Thursday, May 23, 2013

The Oklahoma Tornado and Global Warming

I know Barbara Boxer, Bill Nye, etc. are taking some flack for their comments about the Oklahoma tornado and global warming -- some of it deserved, since their comments tilt towards a definite attribution. Boxer said
“This is climate change. We were warned about extreme weather. Not just hot weather. But extreme weather." 
That's not a scientifically justifiable statement. But the fact remains that no one really knows the extent to which these storms are affected by climate change -- it's not something science can yet determine, which is very different from saying there is no influence.

Kevin Trenberth said a few years ago, "The environment in which all of these storms and the tornadoes are occurring has changed from human influences."

This is true, by the way, even if the number and types of storms were decreasing. A world with 40% more  carbon dioxide is simply not the same world our ancestors lived in.

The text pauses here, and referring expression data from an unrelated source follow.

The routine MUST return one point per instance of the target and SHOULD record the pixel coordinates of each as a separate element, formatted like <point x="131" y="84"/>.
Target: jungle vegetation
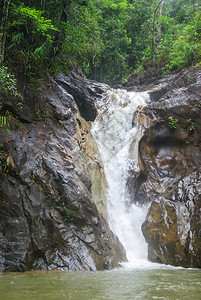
<point x="108" y="39"/>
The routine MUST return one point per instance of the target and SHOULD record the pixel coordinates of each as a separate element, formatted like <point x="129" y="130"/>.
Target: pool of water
<point x="123" y="283"/>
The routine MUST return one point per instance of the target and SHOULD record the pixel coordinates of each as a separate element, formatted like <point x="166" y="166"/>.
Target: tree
<point x="4" y="25"/>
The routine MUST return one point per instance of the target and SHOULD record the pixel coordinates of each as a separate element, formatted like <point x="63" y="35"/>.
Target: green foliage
<point x="6" y="162"/>
<point x="108" y="39"/>
<point x="24" y="15"/>
<point x="173" y="122"/>
<point x="8" y="82"/>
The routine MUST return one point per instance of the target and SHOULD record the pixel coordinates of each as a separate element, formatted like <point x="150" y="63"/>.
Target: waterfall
<point x="116" y="133"/>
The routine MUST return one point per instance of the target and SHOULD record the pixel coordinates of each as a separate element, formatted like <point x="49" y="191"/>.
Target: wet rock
<point x="85" y="93"/>
<point x="47" y="217"/>
<point x="169" y="177"/>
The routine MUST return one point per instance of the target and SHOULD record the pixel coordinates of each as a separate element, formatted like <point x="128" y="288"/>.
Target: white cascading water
<point x="115" y="133"/>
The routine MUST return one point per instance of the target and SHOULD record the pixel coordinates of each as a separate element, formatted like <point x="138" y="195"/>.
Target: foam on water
<point x="114" y="131"/>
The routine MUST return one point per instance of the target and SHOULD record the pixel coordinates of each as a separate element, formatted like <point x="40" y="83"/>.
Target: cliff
<point x="170" y="162"/>
<point x="47" y="217"/>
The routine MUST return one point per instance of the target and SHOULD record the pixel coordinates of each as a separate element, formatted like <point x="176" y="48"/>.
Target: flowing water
<point x="116" y="134"/>
<point x="119" y="284"/>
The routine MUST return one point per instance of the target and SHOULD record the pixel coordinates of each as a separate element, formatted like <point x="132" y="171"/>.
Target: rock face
<point x="47" y="217"/>
<point x="169" y="179"/>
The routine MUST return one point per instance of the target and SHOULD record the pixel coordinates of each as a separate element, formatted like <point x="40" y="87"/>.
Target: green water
<point x="122" y="283"/>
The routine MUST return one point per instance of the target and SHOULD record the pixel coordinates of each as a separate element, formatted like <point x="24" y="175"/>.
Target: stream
<point x="117" y="135"/>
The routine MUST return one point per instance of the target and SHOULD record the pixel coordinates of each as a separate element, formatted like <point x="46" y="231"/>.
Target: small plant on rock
<point x="173" y="122"/>
<point x="191" y="125"/>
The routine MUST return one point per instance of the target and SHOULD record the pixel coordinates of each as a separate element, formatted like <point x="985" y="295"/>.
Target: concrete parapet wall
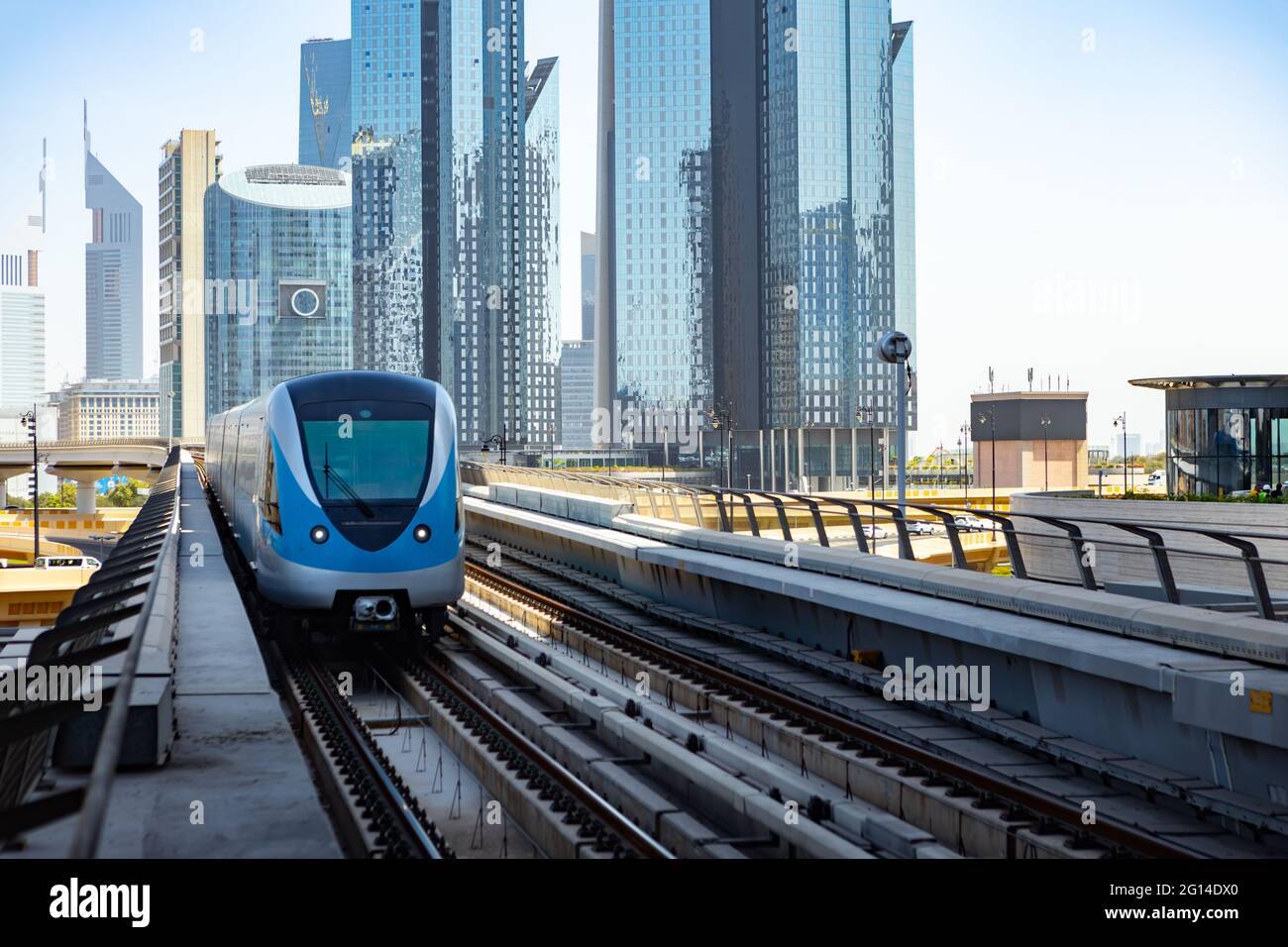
<point x="1133" y="564"/>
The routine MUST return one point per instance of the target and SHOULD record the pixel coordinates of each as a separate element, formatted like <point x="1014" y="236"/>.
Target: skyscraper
<point x="278" y="266"/>
<point x="114" y="274"/>
<point x="22" y="331"/>
<point x="189" y="165"/>
<point x="589" y="277"/>
<point x="326" y="120"/>
<point x="756" y="222"/>
<point x="439" y="108"/>
<point x="541" y="258"/>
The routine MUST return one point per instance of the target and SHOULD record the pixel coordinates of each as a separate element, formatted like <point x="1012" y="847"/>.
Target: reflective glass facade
<point x="114" y="275"/>
<point x="662" y="198"/>
<point x="438" y="169"/>
<point x="540" y="416"/>
<point x="905" y="195"/>
<point x="1225" y="433"/>
<point x="760" y="163"/>
<point x="828" y="211"/>
<point x="1220" y="450"/>
<point x="386" y="150"/>
<point x="326" y="121"/>
<point x="277" y="265"/>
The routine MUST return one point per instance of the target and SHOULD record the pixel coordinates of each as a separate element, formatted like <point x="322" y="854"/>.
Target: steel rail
<point x="1041" y="804"/>
<point x="631" y="835"/>
<point x="406" y="814"/>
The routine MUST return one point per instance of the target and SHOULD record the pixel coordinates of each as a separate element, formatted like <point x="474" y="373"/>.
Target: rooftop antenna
<point x="44" y="169"/>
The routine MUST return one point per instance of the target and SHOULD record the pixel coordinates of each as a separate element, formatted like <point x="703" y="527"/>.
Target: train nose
<point x="375" y="608"/>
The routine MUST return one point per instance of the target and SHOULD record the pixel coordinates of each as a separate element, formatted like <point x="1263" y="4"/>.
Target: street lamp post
<point x="1046" y="453"/>
<point x="721" y="419"/>
<point x="896" y="348"/>
<point x="496" y="441"/>
<point x="859" y="416"/>
<point x="170" y="424"/>
<point x="1122" y="420"/>
<point x="991" y="420"/>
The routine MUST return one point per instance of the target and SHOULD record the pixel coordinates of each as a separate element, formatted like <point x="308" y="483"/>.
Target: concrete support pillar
<point x="773" y="462"/>
<point x="831" y="474"/>
<point x="86" y="497"/>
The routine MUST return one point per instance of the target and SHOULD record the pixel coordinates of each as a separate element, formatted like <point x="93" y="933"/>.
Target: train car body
<point x="343" y="492"/>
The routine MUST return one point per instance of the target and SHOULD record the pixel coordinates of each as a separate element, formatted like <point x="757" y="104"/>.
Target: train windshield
<point x="365" y="453"/>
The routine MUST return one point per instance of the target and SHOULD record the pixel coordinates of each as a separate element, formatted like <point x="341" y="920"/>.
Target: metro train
<point x="343" y="491"/>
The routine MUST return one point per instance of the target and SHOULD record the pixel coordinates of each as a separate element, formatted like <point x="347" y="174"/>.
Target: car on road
<point x="67" y="562"/>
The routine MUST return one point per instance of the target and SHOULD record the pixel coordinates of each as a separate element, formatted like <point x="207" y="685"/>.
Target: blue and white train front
<point x="368" y="521"/>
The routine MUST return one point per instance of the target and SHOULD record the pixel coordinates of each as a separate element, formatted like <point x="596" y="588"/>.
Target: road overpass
<point x="85" y="463"/>
<point x="688" y="659"/>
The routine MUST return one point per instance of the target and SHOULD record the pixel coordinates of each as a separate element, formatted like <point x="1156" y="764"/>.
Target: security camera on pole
<point x="896" y="348"/>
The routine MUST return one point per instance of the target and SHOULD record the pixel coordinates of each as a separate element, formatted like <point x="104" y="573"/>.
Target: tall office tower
<point x="541" y="295"/>
<point x="114" y="274"/>
<point x="22" y="331"/>
<point x="576" y="393"/>
<point x="326" y="128"/>
<point x="748" y="166"/>
<point x="438" y="258"/>
<point x="189" y="165"/>
<point x="278" y="266"/>
<point x="589" y="277"/>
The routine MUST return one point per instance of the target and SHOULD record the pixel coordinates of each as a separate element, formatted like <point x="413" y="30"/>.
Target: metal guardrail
<point x="664" y="500"/>
<point x="123" y="589"/>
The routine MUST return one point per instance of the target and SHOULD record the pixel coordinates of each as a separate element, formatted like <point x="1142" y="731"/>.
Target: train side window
<point x="269" y="505"/>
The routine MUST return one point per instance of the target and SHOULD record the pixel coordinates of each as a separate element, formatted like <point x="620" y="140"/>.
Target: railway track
<point x="552" y="804"/>
<point x="1054" y="822"/>
<point x="375" y="813"/>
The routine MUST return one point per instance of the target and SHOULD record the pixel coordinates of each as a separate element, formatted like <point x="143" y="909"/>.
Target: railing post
<point x="1160" y="565"/>
<point x="1074" y="535"/>
<point x="1256" y="573"/>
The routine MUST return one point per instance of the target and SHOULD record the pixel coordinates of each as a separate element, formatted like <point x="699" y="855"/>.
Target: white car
<point x="67" y="562"/>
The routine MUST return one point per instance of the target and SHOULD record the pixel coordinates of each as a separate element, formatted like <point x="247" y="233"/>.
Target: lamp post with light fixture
<point x="500" y="441"/>
<point x="990" y="418"/>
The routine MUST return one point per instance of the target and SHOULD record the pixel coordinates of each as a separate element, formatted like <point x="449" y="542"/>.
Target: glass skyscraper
<point x="326" y="124"/>
<point x="439" y="236"/>
<point x="761" y="239"/>
<point x="277" y="266"/>
<point x="114" y="274"/>
<point x="189" y="166"/>
<point x="589" y="279"/>
<point x="541" y="292"/>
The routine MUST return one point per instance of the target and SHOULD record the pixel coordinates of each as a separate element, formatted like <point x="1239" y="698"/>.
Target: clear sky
<point x="1102" y="195"/>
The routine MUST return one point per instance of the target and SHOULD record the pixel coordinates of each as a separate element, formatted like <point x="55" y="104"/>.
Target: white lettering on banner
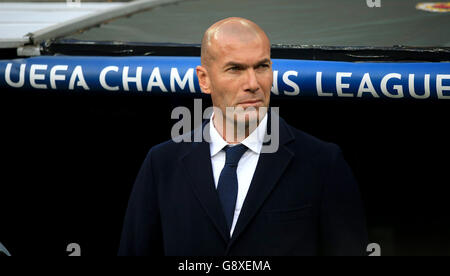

Jeff Masters said the other day, on PRI:
Every weather event is substantially changed now by climate change. There is more heat in the atmosphere. There is more moisture. And something I've been seeing the last three years is the jet stream patterns have been getting very extreme. I've never seen, in my 30 years as a meteorologist, the sort of unusual sorts of jet stream patterns where we get these large loops, where they tend to get stuck in place, contributing to extreme weather. Whether we're going to be seeing more tornadoes because of that, I don't really know, because when you do change a jet stream like that, you are actually going to slow the winds down of the jet stream. And when you have slower winds, you get less of a twisting motion to get tornadoes spinning. So, in theory, that should decrease tornadoes. But on the other hand, when you have a warmer atmosphere, the air is more unstable, and that's the other key ingredient we need to make tornadoes. How those two factors are going to interplay in the future, we don't know. But I think Dr. Trenberth is right: We have to look at the changed environment that all these sorts of weather systems are in now to look forward to what we're going to see in coming decades.

2 comments:

DocRichard said...

A quick look at the trends shows that strong-violent tornadoes are constant or even falling, but the numbers of all tornadoes are rising. However, the latter may be because of better reporting.

Harold Brooks said...

The decrease in strong-violent tornadoes is likely due to changes in damage assessment practices. F1+ is relatively consistent.